AMP merupakan kegiatan mencaritahu sebab kematian atau kesakitan ibu, perinatal dan neonatal guna mencegah kesakitan dan kematian pada penderita. Tujuan diadakannya AMP adalah mendiskusikan penyebab dan faktor terkait AKI dan AKB, sekaligus menentukan jenis intervensi dan pembinaan yang diperlukan.

Bersumber dari situs DKK Salatiga, kegiatan tersebut dihadiri 40 bidan Rumah Sakit dan Puskesmas se-Kota Salatiga.

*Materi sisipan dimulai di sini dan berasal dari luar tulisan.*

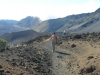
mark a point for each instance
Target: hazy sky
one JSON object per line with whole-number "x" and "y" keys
{"x": 45, "y": 9}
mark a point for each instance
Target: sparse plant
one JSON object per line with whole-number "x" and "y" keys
{"x": 2, "y": 43}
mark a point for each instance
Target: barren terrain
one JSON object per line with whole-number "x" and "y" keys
{"x": 73, "y": 56}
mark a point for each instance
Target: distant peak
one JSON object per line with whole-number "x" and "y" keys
{"x": 98, "y": 10}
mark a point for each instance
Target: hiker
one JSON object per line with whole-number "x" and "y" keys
{"x": 54, "y": 40}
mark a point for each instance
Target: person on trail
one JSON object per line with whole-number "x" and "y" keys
{"x": 54, "y": 40}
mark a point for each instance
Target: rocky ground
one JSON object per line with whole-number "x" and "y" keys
{"x": 74, "y": 55}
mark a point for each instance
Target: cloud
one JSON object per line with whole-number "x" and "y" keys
{"x": 45, "y": 11}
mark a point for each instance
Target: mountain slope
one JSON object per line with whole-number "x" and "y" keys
{"x": 71, "y": 23}
{"x": 18, "y": 37}
{"x": 28, "y": 22}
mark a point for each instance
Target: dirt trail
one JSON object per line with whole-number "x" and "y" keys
{"x": 62, "y": 60}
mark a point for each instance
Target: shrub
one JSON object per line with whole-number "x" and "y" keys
{"x": 2, "y": 43}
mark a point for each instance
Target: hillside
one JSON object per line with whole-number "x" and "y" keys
{"x": 7, "y": 26}
{"x": 21, "y": 36}
{"x": 28, "y": 22}
{"x": 71, "y": 23}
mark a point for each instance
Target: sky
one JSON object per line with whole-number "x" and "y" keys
{"x": 45, "y": 9}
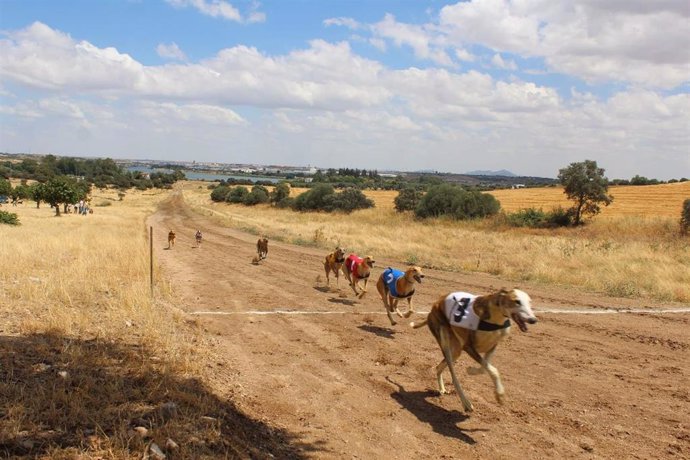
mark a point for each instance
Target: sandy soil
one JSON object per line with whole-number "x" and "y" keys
{"x": 348, "y": 385}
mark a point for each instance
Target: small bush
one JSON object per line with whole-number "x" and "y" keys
{"x": 536, "y": 218}
{"x": 237, "y": 194}
{"x": 407, "y": 199}
{"x": 685, "y": 218}
{"x": 220, "y": 193}
{"x": 456, "y": 202}
{"x": 529, "y": 217}
{"x": 559, "y": 217}
{"x": 8, "y": 218}
{"x": 315, "y": 199}
{"x": 323, "y": 197}
{"x": 349, "y": 200}
{"x": 259, "y": 194}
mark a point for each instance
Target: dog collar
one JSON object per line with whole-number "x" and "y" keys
{"x": 404, "y": 296}
{"x": 486, "y": 326}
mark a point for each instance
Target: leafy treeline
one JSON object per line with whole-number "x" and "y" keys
{"x": 99, "y": 172}
{"x": 447, "y": 200}
{"x": 321, "y": 197}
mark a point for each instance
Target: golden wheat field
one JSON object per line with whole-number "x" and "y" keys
{"x": 636, "y": 252}
{"x": 642, "y": 201}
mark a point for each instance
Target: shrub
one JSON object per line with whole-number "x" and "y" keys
{"x": 322, "y": 197}
{"x": 8, "y": 218}
{"x": 529, "y": 217}
{"x": 280, "y": 192}
{"x": 685, "y": 217}
{"x": 536, "y": 218}
{"x": 407, "y": 199}
{"x": 349, "y": 200}
{"x": 288, "y": 202}
{"x": 237, "y": 194}
{"x": 219, "y": 193}
{"x": 559, "y": 217}
{"x": 314, "y": 199}
{"x": 453, "y": 201}
{"x": 259, "y": 194}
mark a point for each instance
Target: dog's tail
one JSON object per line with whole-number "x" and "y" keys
{"x": 418, "y": 324}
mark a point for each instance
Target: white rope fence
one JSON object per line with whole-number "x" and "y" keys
{"x": 557, "y": 311}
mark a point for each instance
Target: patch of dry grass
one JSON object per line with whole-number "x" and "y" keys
{"x": 86, "y": 356}
{"x": 631, "y": 255}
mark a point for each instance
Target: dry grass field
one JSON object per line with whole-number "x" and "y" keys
{"x": 88, "y": 362}
{"x": 632, "y": 249}
{"x": 637, "y": 201}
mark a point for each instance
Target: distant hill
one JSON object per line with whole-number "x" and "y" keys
{"x": 502, "y": 172}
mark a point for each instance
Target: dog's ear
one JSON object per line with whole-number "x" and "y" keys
{"x": 481, "y": 308}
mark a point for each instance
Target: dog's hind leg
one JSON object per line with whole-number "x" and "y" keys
{"x": 410, "y": 310}
{"x": 446, "y": 346}
{"x": 499, "y": 390}
{"x": 364, "y": 290}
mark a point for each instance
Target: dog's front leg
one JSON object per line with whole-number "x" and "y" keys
{"x": 448, "y": 355}
{"x": 364, "y": 291}
{"x": 410, "y": 310}
{"x": 389, "y": 310}
{"x": 485, "y": 362}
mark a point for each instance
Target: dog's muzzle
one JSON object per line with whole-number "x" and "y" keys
{"x": 522, "y": 322}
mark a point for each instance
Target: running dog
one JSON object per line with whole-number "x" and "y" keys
{"x": 356, "y": 269}
{"x": 394, "y": 285}
{"x": 171, "y": 239}
{"x": 262, "y": 248}
{"x": 475, "y": 324}
{"x": 334, "y": 263}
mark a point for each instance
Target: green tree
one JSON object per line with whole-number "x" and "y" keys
{"x": 407, "y": 199}
{"x": 685, "y": 218}
{"x": 586, "y": 185}
{"x": 237, "y": 194}
{"x": 37, "y": 192}
{"x": 5, "y": 187}
{"x": 259, "y": 194}
{"x": 21, "y": 192}
{"x": 220, "y": 193}
{"x": 8, "y": 218}
{"x": 280, "y": 192}
{"x": 317, "y": 198}
{"x": 453, "y": 201}
{"x": 62, "y": 190}
{"x": 350, "y": 199}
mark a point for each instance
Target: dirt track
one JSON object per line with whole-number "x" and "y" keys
{"x": 348, "y": 385}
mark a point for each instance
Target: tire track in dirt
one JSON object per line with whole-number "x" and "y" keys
{"x": 352, "y": 386}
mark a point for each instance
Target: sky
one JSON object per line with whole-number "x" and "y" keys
{"x": 524, "y": 85}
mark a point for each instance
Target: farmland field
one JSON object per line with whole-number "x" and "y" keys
{"x": 330, "y": 377}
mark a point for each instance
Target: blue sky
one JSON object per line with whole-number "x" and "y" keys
{"x": 528, "y": 85}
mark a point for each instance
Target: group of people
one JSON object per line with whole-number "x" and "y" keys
{"x": 82, "y": 208}
{"x": 172, "y": 236}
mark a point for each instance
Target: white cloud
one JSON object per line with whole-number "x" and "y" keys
{"x": 163, "y": 113}
{"x": 498, "y": 62}
{"x": 342, "y": 21}
{"x": 639, "y": 42}
{"x": 171, "y": 51}
{"x": 325, "y": 98}
{"x": 464, "y": 55}
{"x": 221, "y": 9}
{"x": 416, "y": 37}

Di hari pertama, hadir sebagai narasumber adalah Kepala Bidang Kesehatan Masyarakat, Suparli, dan pada hari kedua dari pihak Dinas Kesehatan Provinsi Jawa Tengah, Agung Supriandono, M. Syaifulhaq, dan Wahyu Setianingsih.

Yulianto berpesan, agar seluruh tenaga medis memberikan pelayanan terbaik untuk masyarakat. “Seluruh tenaga dan fasilitas pelayanan kesehatan di Kota Salatiga semoga kedepannya memberikan pelayanan yang baik bagi masyarakat sehingga tercipta Kota Salatiga yang sehat, ibu hamil dan melahirkan dalam kondisi sehat untuk menciptakan generasi sehat,” tuturnya.

Cegah AKI dan AKB dengan P4K

Dalam acara Kampanye Program Perencanaan Persalinan dan Pencegahan Komplikasi (P4K) di Pengggunaan Buku KIA di Jakarta, (03/02/2010), Sekretaris Jenderal Kementerian Kesehatan (Kemenkes), Ratna Rosita Hendardji, menyampaikan, perlu upaya percepatan yang lebih besar dan kerja keras untuk menekan angka AKI dan AKB.

“Surga ada di bawah telapak kaki ibu, pepatah ini menunjukkan betapa pentingnya posisi ibu di masyarakat, namun kenyataannya perhatian terhadap keselamatan ibu saat melahirkan masih perlu ditingkatkan, demikian pula bayi yang dilahirkan harus sehat dan tumbuh kembang dengan baik,” ujarnya.

Dilansir dari situs resmi Kemenkes RI, Penyebab AKI dan AKB bisa jadi oleh faktor fisik, namun juga bisa disebabkan oleh kondisi masyarakat seperti pendidikan, sosial ekonomi, budaya, geografis, dan sarana-prasarana yang menjadikan ibu hamil dan melahirkan terlambat ditangani. Keterlambatan tersebut bisa dicegah dengan pengambilan keputusan ketika ibu sudah mengetahui tanda bahaya kehamilan dan persalinan serta tindakan yang diperlukan.

Maka, terobosan berupa P4K dinilai terbukti mampu meningkatkan indikator proksi (persalinan oleh tenaga kesehatan) untuk menurunkan angka AKI dan AKB. P4K juga dapat meningkatkan peran aktif Suami Siaga, keluarga, dan masyarakat dalam merencanakan persalinan yang aman, persiapan menghadapi komplikasi pada saat kehamilan, dan perencanaan pemakaian alat atau obat kontrasepsi paska persalinan.

“Program P4K juga mendorong ibu hamil untuk memeriksakan kehamilan, bersalin, pemeriksaan nifas dan bayi yang dilahirkan oleh tenaga kesehatan terampil, termasuk skrining status imunisasi tetanus lengkap pada setiap ibu hamil. Kaum ibu juga didorong untuk melakukan inisiasi menyusu dini (IMD), dilanjutkan pemberian ASI eksklusif selama enam bulan,” lanjut Ratna.